Gavin Honeycutt spoke on the legal ramifications that the Mecklenburg County School System could face denying a student’s graduation based on the measures set by the State School Board. Mr. Glenn and Joan Hite both expressed their disappoint in the “unfair” guidelines set for rural school communities.

“So if they pass the class and the test, they are in good shape. If they pass the test but don’t pass the class then we would be in the position to have to say ‘well you’ve got to pass both’. It’s just a conundrum that we all have to deal with,” said Nichols.

Moving into the instructional update Mr. Nichols said, “When we entered the understanding that we would still be dealing with this issue of needing virtual education in August, we were one of only two school divisions that were really looking at bringing students back face-to-face.” He continued to update the Board on all of the plans that had been made to return students to school, however, county case numbers and state regulations continued to push the plans to the side.

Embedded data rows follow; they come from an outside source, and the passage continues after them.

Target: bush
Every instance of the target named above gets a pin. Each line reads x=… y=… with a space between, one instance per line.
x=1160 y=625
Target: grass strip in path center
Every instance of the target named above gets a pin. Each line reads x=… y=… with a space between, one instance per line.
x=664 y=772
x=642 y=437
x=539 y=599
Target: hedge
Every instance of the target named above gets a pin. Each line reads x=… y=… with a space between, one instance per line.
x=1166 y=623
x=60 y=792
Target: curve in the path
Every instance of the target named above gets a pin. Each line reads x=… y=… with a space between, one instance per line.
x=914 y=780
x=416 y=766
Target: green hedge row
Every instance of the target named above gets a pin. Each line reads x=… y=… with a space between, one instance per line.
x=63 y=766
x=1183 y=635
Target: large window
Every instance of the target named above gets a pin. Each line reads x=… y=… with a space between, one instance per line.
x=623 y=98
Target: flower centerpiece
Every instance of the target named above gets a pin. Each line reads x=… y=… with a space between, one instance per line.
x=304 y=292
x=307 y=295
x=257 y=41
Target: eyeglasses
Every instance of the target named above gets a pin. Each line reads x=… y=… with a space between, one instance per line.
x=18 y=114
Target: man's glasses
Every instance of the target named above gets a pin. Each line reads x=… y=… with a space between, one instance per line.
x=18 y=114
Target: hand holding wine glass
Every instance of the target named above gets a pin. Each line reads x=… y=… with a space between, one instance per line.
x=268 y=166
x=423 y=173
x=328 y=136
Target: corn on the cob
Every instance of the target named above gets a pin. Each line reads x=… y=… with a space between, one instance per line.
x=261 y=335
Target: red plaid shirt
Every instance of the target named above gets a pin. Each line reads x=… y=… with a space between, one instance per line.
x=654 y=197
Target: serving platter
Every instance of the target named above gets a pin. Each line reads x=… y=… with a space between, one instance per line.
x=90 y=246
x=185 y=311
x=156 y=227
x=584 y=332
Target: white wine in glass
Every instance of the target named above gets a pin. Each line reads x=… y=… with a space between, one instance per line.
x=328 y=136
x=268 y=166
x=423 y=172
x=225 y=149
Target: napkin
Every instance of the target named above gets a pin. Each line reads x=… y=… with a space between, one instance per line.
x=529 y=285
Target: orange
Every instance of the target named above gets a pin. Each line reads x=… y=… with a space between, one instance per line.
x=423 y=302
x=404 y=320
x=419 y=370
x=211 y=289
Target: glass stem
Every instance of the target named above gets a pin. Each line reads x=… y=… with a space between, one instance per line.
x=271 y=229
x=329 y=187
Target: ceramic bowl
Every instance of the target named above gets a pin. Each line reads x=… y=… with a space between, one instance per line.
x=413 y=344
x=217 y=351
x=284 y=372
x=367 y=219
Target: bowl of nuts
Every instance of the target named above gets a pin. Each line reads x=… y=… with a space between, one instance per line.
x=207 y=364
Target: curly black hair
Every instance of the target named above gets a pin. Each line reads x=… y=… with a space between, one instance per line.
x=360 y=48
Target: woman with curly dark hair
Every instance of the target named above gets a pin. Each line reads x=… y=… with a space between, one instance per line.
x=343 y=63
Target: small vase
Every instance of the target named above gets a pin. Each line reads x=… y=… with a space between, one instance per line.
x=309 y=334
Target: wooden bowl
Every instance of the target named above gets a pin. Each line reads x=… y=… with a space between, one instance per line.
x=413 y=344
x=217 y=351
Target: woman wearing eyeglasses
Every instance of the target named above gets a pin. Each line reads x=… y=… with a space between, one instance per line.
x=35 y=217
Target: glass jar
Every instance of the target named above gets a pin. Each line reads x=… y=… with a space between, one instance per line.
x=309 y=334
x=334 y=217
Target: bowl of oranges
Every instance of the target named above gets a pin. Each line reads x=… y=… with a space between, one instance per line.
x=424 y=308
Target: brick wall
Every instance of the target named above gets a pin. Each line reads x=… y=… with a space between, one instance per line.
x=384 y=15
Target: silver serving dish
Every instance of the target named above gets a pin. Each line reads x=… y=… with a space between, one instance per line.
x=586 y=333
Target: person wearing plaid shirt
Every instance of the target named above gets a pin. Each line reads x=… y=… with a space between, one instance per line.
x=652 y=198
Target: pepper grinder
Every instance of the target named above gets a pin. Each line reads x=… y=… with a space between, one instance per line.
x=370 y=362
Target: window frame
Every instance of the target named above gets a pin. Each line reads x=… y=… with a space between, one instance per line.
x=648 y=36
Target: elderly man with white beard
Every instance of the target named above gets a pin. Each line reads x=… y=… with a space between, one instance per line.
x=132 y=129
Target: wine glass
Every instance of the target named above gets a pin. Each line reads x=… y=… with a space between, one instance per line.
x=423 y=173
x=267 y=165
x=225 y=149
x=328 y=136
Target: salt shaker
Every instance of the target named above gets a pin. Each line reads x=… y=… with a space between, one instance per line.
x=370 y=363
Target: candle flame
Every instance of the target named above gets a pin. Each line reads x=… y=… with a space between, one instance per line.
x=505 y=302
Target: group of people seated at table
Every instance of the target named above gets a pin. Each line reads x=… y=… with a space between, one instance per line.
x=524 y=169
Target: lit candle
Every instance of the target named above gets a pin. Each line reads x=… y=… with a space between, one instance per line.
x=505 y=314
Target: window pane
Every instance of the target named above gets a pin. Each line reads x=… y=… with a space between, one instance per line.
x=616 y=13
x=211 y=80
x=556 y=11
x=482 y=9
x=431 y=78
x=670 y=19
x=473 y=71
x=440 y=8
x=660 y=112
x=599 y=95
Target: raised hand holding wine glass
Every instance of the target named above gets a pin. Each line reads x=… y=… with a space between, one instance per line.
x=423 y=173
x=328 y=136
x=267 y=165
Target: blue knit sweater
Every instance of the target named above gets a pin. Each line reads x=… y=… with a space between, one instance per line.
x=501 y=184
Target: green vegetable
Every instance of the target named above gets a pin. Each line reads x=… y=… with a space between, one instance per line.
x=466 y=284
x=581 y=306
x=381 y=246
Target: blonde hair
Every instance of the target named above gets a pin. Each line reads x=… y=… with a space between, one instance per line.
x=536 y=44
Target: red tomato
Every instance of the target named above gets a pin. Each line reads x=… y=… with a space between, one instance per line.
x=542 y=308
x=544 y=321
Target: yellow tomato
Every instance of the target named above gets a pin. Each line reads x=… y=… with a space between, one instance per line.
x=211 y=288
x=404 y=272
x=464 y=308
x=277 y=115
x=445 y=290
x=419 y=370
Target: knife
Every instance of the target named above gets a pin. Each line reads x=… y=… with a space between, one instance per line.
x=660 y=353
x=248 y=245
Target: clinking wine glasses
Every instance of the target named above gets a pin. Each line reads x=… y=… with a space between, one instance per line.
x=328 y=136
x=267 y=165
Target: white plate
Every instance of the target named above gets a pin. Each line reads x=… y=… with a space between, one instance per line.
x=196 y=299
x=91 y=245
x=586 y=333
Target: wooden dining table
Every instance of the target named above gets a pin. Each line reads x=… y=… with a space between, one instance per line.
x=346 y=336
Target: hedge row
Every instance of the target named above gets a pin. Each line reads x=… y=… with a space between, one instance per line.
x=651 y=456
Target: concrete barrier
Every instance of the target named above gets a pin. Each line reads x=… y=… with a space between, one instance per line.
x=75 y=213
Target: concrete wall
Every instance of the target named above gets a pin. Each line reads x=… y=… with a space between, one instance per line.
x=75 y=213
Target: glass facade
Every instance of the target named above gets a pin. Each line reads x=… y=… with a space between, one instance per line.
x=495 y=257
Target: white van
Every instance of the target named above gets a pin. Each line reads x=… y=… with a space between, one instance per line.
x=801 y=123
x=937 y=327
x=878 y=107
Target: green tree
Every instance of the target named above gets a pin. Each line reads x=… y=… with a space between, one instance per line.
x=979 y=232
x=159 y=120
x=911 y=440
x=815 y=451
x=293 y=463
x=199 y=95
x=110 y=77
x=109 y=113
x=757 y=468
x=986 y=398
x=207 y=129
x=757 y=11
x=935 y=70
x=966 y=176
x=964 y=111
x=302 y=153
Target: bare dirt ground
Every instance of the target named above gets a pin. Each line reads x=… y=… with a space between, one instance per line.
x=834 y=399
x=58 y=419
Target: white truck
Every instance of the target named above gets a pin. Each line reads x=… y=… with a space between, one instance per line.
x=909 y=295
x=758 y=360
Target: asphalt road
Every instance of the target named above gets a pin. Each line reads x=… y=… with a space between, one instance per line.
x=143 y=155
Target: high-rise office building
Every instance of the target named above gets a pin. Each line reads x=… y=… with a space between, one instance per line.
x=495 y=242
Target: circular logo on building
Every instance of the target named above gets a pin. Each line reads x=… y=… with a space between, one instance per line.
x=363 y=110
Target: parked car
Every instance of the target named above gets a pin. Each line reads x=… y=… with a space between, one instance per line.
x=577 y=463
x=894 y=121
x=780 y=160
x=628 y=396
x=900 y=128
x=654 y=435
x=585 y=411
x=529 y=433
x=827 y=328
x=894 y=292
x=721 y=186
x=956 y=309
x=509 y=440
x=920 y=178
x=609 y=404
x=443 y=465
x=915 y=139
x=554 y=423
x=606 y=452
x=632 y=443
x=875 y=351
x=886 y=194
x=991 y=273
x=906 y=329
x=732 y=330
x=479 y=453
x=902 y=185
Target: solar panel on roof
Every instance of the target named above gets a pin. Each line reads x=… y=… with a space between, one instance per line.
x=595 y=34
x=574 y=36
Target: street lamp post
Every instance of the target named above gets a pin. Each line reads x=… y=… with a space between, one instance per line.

“We are looking at what is going to happen after Christmas. We are planning to give option for quarantine to be able to take care of a Christmas heightened numbers. And of course as we just discussed there is the issue of SOL testing.”

When discussing return plan options Nichols emphasized that if the school system sees an outbreak within one of the school buildings, they will be in a position to have to shut the entire school down.

Mrs. Wanda Bailey asked if any more hotspots will be purchased for students continuing to struggle to connect for virtual learning. Mr. Nichols explained that hotspot and WiFi options are being looked into.

The School Board voted to move forward with plans to renovate Clarksville, LaCrosse, and Chase City Elementary Schools. The assessment, provided by Ballou Justice Upton Architects, will be presented to the Joint Education Committee and the Mecklenburg County Board of Supervisors for review and approval.

In the November/December issue of American School & University the Ballou Justice Upton Architects received an award for Outstanding Design for the Mecklenburg County Middle-High School Complex.

Mrs. Kerry Janel Kelly, 6th grade Park View Middle School Science Teacher, received the Veterans of Foreign Wars Teachers Award for her excellence in teaching. Ms. Caitlynne Horton, 8th grade student at Park View Middle School, won the Patriot's Pen Essay contest for the third consecutive year.